The ECCO article [7] also listed a number of requirements believed to be essential by the experts. The recommendations concerning specifically radiological imaging, US included, were the following:

• Radiologists must know the peculiar pattern of lymphatic spread of melanoma (satellitosis, in-transit metastasis, lymph node metastasis) and the modality of hematogenous diffusion (including uncommon sites of spread).

• When performing/interpreting imaging studies, radiologists must be aware of patient history; knowledge is mandatory of the primary melanoma site, SLNB localization (if investigated), SLNB result, any prior or concurrent site of metastatic involvement, and any previous or ongoing treatment.
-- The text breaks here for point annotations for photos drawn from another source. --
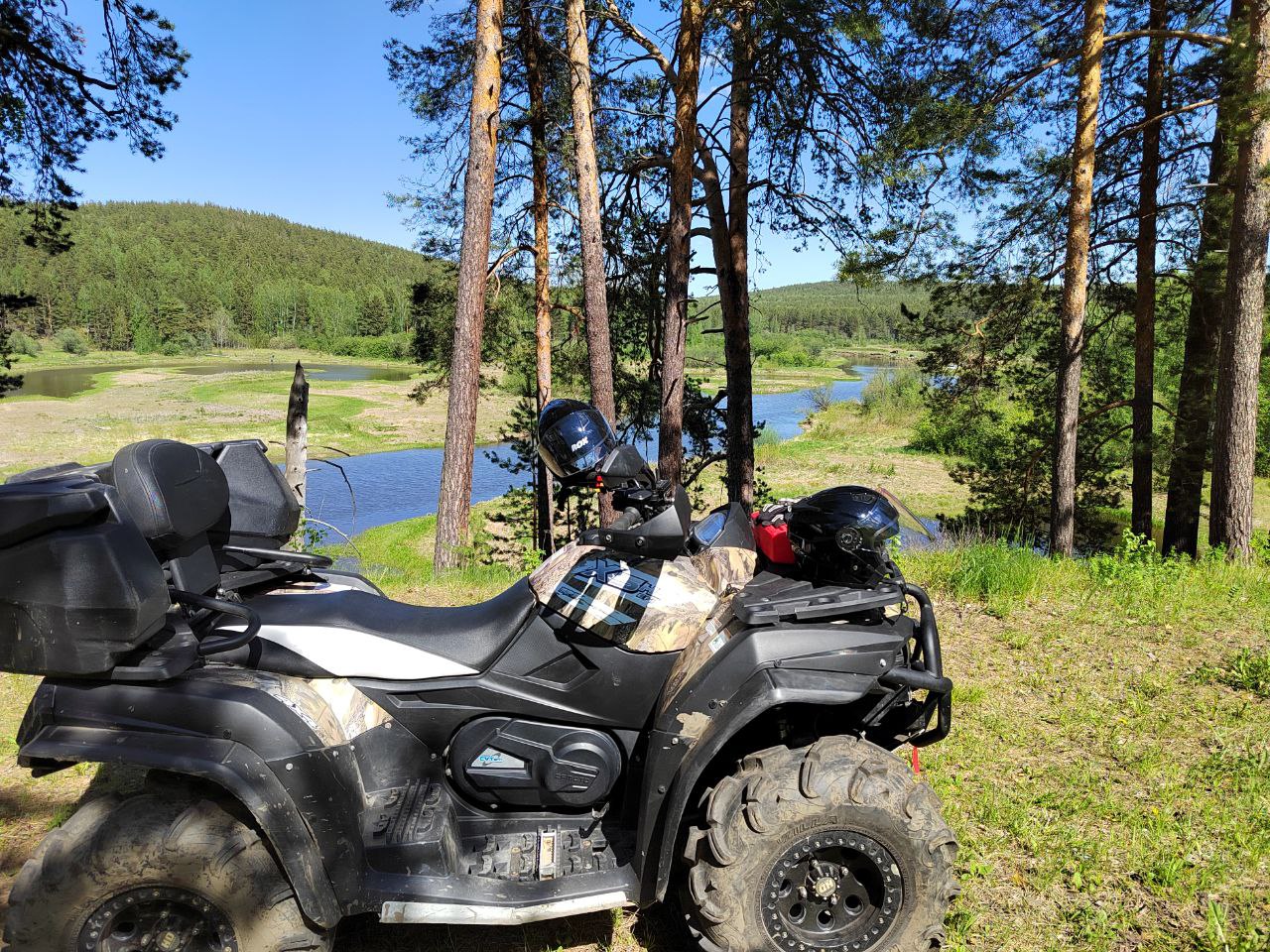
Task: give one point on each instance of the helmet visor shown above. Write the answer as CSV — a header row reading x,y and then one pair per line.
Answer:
x,y
575,444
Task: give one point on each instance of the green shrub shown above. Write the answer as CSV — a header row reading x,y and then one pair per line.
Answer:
x,y
822,397
998,574
71,340
894,395
1245,670
22,344
1134,560
386,347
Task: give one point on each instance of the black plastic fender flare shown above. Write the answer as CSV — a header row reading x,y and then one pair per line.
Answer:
x,y
227,765
751,671
206,735
667,802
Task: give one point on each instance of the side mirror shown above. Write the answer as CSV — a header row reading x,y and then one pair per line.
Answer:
x,y
625,468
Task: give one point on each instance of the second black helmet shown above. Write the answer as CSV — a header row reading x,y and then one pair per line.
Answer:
x,y
572,439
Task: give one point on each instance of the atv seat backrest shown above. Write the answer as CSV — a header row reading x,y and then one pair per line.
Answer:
x,y
175,494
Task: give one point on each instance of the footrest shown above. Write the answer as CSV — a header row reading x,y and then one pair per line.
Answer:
x,y
404,828
545,853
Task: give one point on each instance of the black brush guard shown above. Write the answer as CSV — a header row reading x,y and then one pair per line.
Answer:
x,y
771,599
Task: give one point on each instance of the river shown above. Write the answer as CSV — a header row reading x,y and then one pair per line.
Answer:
x,y
403,484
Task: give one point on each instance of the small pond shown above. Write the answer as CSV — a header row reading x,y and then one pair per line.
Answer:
x,y
404,484
63,382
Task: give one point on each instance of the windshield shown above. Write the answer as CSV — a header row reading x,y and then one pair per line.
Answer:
x,y
912,529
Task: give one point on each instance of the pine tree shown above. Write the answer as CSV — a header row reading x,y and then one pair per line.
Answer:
x,y
372,320
456,476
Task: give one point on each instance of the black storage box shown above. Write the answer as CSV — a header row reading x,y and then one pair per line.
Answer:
x,y
263,512
79,585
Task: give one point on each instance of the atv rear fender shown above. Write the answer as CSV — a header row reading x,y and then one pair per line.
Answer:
x,y
303,791
757,670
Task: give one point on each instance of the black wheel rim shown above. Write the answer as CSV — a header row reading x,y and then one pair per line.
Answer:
x,y
158,919
835,889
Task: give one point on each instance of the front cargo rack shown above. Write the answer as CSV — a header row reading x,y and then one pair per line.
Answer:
x,y
771,599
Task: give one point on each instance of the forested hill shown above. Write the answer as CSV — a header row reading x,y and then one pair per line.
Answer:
x,y
829,306
159,275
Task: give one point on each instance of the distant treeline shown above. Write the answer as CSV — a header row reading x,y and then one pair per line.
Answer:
x,y
880,312
181,277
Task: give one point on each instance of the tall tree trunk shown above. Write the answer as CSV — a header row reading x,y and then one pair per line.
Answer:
x,y
453,507
594,294
1144,303
531,46
1192,429
298,435
735,318
1234,436
1067,405
679,244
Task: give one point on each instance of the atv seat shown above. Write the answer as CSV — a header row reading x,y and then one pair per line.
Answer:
x,y
350,634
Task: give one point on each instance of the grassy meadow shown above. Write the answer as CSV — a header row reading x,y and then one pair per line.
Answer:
x,y
1109,767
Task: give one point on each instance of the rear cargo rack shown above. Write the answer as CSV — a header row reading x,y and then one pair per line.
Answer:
x,y
771,599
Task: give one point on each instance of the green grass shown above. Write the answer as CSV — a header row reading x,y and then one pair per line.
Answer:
x,y
1109,791
844,444
398,557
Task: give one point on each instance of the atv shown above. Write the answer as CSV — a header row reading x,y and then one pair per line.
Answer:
x,y
705,710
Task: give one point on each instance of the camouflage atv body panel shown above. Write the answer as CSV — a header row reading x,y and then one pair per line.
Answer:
x,y
644,604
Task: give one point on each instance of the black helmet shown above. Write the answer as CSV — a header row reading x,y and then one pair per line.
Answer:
x,y
572,439
841,535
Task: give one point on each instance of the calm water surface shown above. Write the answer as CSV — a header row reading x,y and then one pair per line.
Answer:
x,y
63,382
403,484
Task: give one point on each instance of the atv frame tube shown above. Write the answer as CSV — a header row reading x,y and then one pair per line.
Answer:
x,y
769,667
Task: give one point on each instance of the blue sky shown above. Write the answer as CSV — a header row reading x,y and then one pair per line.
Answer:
x,y
289,109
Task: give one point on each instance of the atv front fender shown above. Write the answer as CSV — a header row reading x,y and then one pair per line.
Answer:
x,y
236,738
753,671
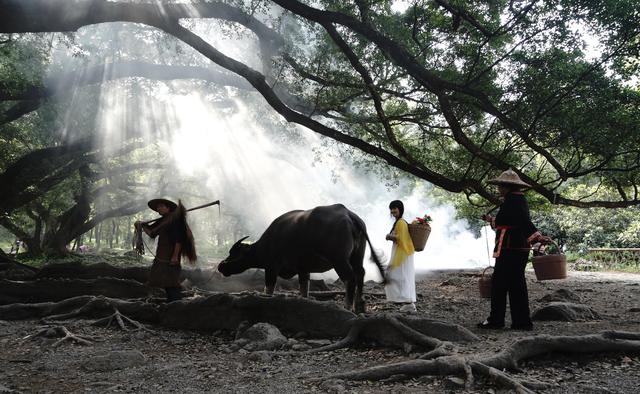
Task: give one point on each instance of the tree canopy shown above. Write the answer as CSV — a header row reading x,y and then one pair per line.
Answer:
x,y
451,92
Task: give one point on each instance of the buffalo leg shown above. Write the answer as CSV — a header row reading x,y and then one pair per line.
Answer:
x,y
348,278
270,279
303,279
358,303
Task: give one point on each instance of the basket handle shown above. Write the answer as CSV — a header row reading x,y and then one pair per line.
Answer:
x,y
554,244
485,270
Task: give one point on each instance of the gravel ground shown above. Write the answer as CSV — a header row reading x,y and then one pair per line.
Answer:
x,y
190,362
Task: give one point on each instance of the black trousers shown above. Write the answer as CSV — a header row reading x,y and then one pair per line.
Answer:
x,y
173,293
508,279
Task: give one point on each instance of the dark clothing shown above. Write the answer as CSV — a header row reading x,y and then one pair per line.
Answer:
x,y
513,224
169,232
508,278
513,233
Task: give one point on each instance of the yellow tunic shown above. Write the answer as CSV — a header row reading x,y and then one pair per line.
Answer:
x,y
404,244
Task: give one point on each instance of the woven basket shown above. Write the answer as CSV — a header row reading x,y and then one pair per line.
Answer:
x,y
419,234
550,266
484,284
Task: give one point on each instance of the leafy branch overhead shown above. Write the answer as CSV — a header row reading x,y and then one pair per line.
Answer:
x,y
451,92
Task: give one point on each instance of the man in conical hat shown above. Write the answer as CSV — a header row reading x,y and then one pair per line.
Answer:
x,y
174,240
514,234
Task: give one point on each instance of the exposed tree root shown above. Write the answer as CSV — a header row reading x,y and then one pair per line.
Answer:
x,y
508,359
499,376
397,331
121,320
63,332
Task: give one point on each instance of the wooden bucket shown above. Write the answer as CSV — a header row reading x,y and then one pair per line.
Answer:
x,y
550,266
484,284
419,234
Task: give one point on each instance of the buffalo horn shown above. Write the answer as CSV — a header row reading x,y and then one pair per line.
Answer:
x,y
238,242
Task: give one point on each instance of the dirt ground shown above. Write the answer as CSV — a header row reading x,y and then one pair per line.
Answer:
x,y
191,362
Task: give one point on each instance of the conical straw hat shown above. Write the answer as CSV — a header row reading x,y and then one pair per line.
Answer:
x,y
153,204
508,177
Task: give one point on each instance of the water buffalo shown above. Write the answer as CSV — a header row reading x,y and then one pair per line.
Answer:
x,y
300,242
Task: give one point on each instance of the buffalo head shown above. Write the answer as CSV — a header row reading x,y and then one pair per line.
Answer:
x,y
239,259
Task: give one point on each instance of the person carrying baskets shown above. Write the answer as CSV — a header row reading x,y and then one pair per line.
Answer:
x,y
514,234
401,285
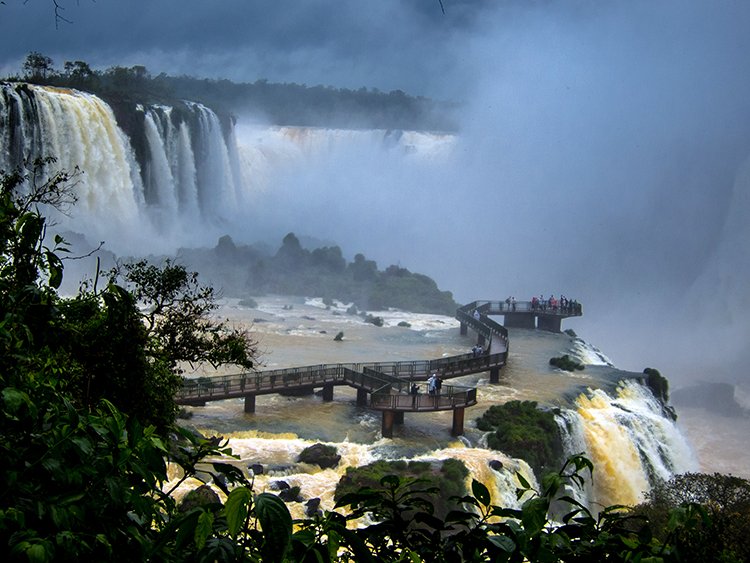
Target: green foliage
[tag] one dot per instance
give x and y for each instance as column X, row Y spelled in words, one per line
column 565, row 362
column 446, row 479
column 284, row 104
column 724, row 504
column 519, row 429
column 322, row 272
column 82, row 481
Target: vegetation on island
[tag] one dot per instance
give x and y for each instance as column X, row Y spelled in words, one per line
column 439, row 484
column 244, row 270
column 84, row 473
column 280, row 104
column 521, row 430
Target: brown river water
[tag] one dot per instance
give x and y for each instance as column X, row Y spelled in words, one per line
column 616, row 427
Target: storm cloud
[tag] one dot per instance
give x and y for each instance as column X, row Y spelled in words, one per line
column 603, row 146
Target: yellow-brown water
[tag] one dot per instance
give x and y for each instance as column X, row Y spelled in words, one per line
column 291, row 332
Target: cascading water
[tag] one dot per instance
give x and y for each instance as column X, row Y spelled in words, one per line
column 80, row 131
column 628, row 438
column 189, row 169
column 193, row 170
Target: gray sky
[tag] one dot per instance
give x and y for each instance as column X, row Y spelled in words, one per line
column 603, row 147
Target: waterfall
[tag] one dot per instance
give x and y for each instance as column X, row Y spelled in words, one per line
column 186, row 172
column 628, row 439
column 80, row 131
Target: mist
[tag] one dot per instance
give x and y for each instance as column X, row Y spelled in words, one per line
column 601, row 155
column 602, row 152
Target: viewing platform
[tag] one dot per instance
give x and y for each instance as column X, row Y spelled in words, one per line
column 386, row 386
column 527, row 314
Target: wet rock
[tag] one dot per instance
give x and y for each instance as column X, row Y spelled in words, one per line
column 312, row 507
column 321, row 455
column 290, row 494
column 496, row 464
column 201, row 496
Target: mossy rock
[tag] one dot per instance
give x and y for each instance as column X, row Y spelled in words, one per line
column 519, row 429
column 566, row 363
column 447, row 476
column 203, row 496
column 321, row 455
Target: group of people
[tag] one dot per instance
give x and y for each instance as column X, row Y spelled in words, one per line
column 434, row 384
column 563, row 305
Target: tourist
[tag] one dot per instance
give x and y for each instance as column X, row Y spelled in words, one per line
column 432, row 384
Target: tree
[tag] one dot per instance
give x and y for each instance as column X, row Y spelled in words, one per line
column 37, row 66
column 80, row 479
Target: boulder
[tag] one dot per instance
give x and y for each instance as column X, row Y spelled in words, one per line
column 321, row 455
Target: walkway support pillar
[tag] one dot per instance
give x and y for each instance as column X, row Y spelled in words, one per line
column 386, row 428
column 520, row 320
column 458, row 422
column 361, row 398
column 549, row 323
column 250, row 403
column 495, row 374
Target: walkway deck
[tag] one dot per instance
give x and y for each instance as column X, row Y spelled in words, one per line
column 382, row 386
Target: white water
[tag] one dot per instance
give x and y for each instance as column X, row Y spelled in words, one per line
column 197, row 172
column 199, row 180
column 623, row 432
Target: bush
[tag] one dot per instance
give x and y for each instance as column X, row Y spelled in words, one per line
column 725, row 501
column 519, row 429
column 446, row 478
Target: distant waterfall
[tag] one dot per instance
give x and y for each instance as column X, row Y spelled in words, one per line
column 629, row 440
column 80, row 131
column 186, row 171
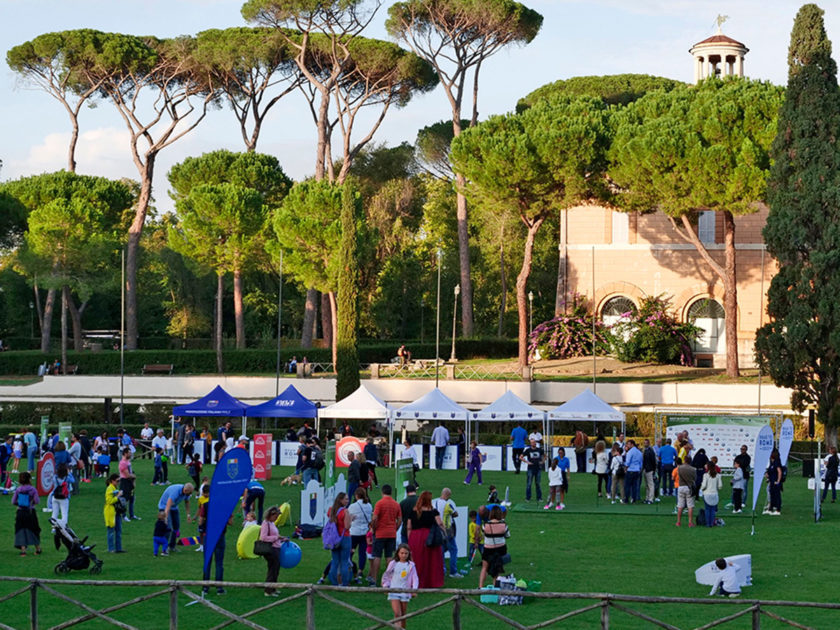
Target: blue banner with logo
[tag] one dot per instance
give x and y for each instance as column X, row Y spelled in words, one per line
column 231, row 477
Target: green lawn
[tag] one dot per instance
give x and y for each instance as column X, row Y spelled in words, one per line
column 591, row 547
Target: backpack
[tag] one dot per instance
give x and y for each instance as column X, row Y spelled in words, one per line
column 318, row 459
column 61, row 490
column 330, row 536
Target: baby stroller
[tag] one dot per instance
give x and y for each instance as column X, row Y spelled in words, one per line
column 79, row 555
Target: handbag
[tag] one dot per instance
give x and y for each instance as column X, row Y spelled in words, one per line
column 436, row 537
column 263, row 548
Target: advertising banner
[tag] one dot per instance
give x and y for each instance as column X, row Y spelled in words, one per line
column 262, row 445
column 721, row 436
column 763, row 448
column 404, row 471
column 230, row 478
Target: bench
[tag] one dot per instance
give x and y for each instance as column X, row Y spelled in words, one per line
column 158, row 368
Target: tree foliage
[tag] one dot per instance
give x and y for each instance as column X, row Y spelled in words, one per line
column 800, row 347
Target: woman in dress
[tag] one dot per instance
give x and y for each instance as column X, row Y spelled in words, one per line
column 429, row 560
column 27, row 530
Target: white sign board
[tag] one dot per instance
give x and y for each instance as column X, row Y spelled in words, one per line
column 450, row 457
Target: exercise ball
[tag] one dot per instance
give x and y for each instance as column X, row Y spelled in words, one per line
column 290, row 555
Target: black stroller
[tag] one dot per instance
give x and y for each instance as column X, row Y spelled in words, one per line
column 79, row 555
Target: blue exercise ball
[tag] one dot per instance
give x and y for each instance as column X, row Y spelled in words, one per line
column 290, row 555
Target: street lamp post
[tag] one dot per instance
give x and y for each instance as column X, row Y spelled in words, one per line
column 530, row 311
column 454, row 321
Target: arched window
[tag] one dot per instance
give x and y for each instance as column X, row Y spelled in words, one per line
column 617, row 309
column 709, row 315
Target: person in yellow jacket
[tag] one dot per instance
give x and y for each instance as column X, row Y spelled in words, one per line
column 113, row 521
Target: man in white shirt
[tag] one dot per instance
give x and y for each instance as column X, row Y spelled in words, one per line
column 440, row 439
column 446, row 506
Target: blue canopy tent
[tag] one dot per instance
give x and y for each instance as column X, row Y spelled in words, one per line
column 217, row 403
column 289, row 404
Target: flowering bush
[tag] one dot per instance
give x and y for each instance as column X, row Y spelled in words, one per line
column 568, row 336
column 652, row 334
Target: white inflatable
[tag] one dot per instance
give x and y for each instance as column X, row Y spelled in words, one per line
column 707, row 574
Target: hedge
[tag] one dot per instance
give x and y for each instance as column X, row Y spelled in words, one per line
column 26, row 362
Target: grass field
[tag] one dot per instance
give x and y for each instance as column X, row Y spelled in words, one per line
column 592, row 546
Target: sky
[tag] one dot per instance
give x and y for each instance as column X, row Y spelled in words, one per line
column 590, row 37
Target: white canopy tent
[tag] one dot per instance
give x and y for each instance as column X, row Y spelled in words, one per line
column 433, row 406
column 585, row 407
column 507, row 408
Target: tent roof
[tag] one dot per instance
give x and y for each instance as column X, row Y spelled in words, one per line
column 433, row 406
column 586, row 406
column 360, row 404
column 508, row 406
column 217, row 403
column 289, row 404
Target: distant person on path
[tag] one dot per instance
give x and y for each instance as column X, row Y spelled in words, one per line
column 440, row 440
column 27, row 530
column 534, row 457
column 517, row 438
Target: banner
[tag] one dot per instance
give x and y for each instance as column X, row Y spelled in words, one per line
column 721, row 435
column 785, row 440
column 46, row 474
column 763, row 448
column 231, row 477
column 330, row 465
column 404, row 471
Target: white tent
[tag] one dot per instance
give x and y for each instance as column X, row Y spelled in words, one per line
column 508, row 407
column 585, row 407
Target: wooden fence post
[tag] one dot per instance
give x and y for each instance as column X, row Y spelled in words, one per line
column 33, row 606
column 173, row 607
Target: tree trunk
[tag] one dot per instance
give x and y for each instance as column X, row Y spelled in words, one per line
column 326, row 320
column 334, row 326
column 75, row 318
column 503, row 276
column 309, row 312
column 64, row 293
column 464, row 259
column 46, row 322
column 220, row 290
column 521, row 286
column 132, row 258
column 238, row 312
column 730, row 296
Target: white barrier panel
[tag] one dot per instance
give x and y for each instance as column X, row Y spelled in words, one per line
column 494, row 457
column 418, row 448
column 287, row 455
column 450, row 457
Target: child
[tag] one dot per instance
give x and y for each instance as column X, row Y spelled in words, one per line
column 157, row 480
column 555, row 485
column 727, row 579
column 401, row 573
column 475, row 537
column 194, row 469
column 739, row 484
column 161, row 535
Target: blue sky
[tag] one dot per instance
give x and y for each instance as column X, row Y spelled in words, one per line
column 592, row 37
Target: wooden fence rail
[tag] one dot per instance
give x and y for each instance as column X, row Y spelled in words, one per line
column 330, row 596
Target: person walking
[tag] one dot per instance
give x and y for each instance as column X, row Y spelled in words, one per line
column 429, row 559
column 27, row 529
column 474, row 463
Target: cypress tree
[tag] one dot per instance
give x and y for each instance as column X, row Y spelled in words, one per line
column 800, row 347
column 347, row 354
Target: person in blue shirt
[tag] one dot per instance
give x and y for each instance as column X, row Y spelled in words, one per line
column 169, row 501
column 632, row 481
column 667, row 454
column 517, row 438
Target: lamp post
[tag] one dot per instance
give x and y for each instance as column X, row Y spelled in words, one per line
column 452, row 358
column 530, row 311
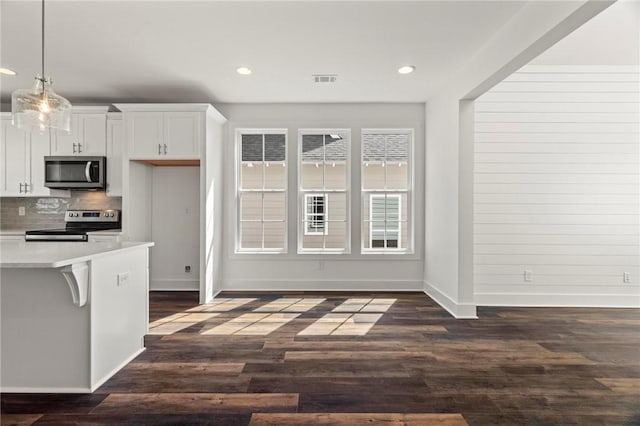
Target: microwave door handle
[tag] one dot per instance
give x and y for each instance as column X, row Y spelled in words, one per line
column 87, row 171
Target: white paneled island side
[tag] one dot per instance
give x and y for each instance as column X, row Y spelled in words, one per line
column 72, row 314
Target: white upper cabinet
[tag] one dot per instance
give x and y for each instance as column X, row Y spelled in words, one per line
column 88, row 135
column 39, row 149
column 22, row 160
column 182, row 134
column 115, row 146
column 145, row 134
column 163, row 132
column 15, row 149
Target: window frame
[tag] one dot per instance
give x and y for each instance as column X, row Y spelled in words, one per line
column 346, row 133
column 410, row 211
column 324, row 215
column 385, row 195
column 239, row 132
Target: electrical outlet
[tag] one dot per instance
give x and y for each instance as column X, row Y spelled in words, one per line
column 123, row 279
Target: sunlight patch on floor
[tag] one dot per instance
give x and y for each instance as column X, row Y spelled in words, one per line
column 349, row 319
column 365, row 305
column 255, row 324
column 176, row 322
column 222, row 305
column 288, row 304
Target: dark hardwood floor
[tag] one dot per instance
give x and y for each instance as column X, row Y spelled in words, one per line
column 299, row 362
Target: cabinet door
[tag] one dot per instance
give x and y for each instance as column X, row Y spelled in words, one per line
column 92, row 134
column 145, row 134
column 115, row 143
column 63, row 143
column 15, row 149
column 39, row 148
column 182, row 134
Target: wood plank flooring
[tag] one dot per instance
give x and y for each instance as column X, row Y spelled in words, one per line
column 353, row 358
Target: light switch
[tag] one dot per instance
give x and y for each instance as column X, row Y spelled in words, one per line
column 123, row 278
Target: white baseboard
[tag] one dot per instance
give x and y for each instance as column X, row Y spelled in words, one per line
column 458, row 310
column 559, row 300
column 116, row 369
column 19, row 389
column 173, row 285
column 54, row 389
column 321, row 285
• Radiologists must have interaction with the patient—as many superficial tumor localizations are self-palpated, any minimal symptom or finding must be considered.

• Radiologists must have the latest equipment. This includes dermatology transducers (>15 MHz) and color Doppler mode for US, multidetector scanners (≥16 detector rows) for CT, high-magnetic-field scanners (≥1.5 T), liver-specific contrast media, diffusion-weighted imaging mode for magnetic resonance (MR), and workstations for CT and MR image processing.

• High-resolution US with Doppler assessment is mandatory to detect locoregional metastasis. Two-phase liver acquisition (arterial phase and portal phase) CT is necessary to improve both the sensitivity and specificity in assessing liver lesions. Chest scans must include the neck base, while pelvic scans must encompass the inguinocrural region. MR imaging, particularly brain MR, must be performed in case of indeterminate or discrepant CT findings or when radiation therapy is planned.

• Radiologists must have expertise in performing US- or CT-guided percutaneous procedures, including fine needle cytology, placement of presurgical guidewires, and aspiration of lymphoceles.

• Radiologists assessing response to treatment must be made aware of ongoing therapy (immunotherapy, targeted therapy, isolated limb perfusion, chemoperfusion, electrochemotherapy, etc.). They must be familiar with peculiar phenomena related to innovative therapy (pseudo-progression, etc.) as well as with the main related complications.

Conclusions and Future Perspectives

Though several articles, albeit with nonuniform results, have been published through the years, US has not become a routine tool in the initial workup of primary cutaneous melanoma. The management is still based on primary tumor surgical biopsy and SLNB procedure [13, 56]. However, surgery-based management is a multistep approach. In the worst case, for example, melanoma thicker than 1 mm and positive SLNB, the patient undergoes surgery three times: primary tumor biopsy, re-excision plus SLNB, and CLND. From a theoretical point of view, US-based management would allow a single-step approach to be carried out in this subject. As a matter of facts, the US measurement of the primary tumor would show a thickness >1 mm while the regional lymphatic station US exploration (plus FNAC sampling) would demonstrate a positive lymph-node, prompting radical lymphadenectomy. Further studies are needed to understand if, and in what percentage of subjects, this management is feasible in clinical practice. However, a preliminary change in mentality is first needed.

US is playing a growing role in the locoregional staging, pre-SLNB nodal screening, and follow-up of patients with cutaneous melanoma. US of the locoregional lymph nodes is recommended for the initial workup of all primary cutaneous melanomas pT1b and higher [1]. Additionally, being more sensitive and specific than physical examination, US has been incorporated in most melanoma patient surveillance guidelines. US is also the method of choice in real-time guidance of percutaneous procedures such as FNAC, core biopsy, and presurgical guidewire placement. Finally, US is useful to monitor response to treatment in subjects with skin-limited melanoma metastasis.

To make US effective in a melanoma patient, state-of-the-art equipment, specific operator training, careful examination, and interdisciplinary cooperation are needed [13].